U.S. Homeland Security Secretary Jeh Johnson activated the National Terrorism Advisory System for the first time today.

Under the new system, DHSy will issue bulletins designed to update the public on the changing nature of terrorism threats. The department already issues bulletins to law enforcement agencies about specific cases or types of threats, but the new system is designed to provide more general information to the public about the overall threat environment.

The bulletins would be unlikely to provide specific information about plots, but rather a broader sense of officials’ concerns.

A bulletin might, for example, inform people to expect longer screening lines at public events at times and places when security is ramped up.

“We have witnessed constantly evolving threats across the world, from Garland to the streets of Paris, to San Bernardino,” said Secretary Johnson. “We have also heard repeated calls from ISIL against our citizens, our military and our law enforcement personnel. In light of these persistent activities, the secretary thought it necessary to… share more information with our fellow citizens.” 

David Heyman, a former Homeland Security policy official who advocated eliminating the color code system, welcomed the announcement.

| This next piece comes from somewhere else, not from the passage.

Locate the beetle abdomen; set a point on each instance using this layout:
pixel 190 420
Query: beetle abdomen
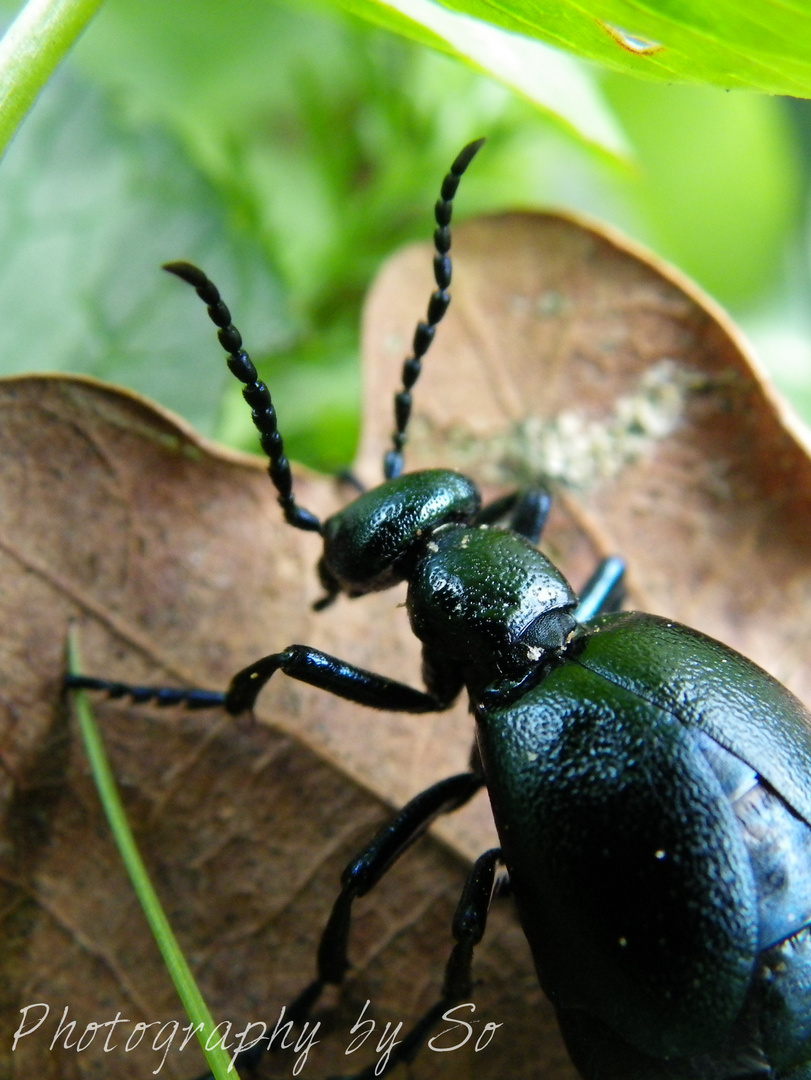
pixel 662 885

"Given the current threat environment where we clearly understand the tactics of terrorists but have little to no notice of attacks, Secretary Johnson was looking for a way to formally communicate threat information to the public," Heyman said.

"The Secretary wanted a way to do that without raising the alert level, which historically has heightened fear without providing information about how to better protect ourselves, and without simply allowing information to come from leaked sources."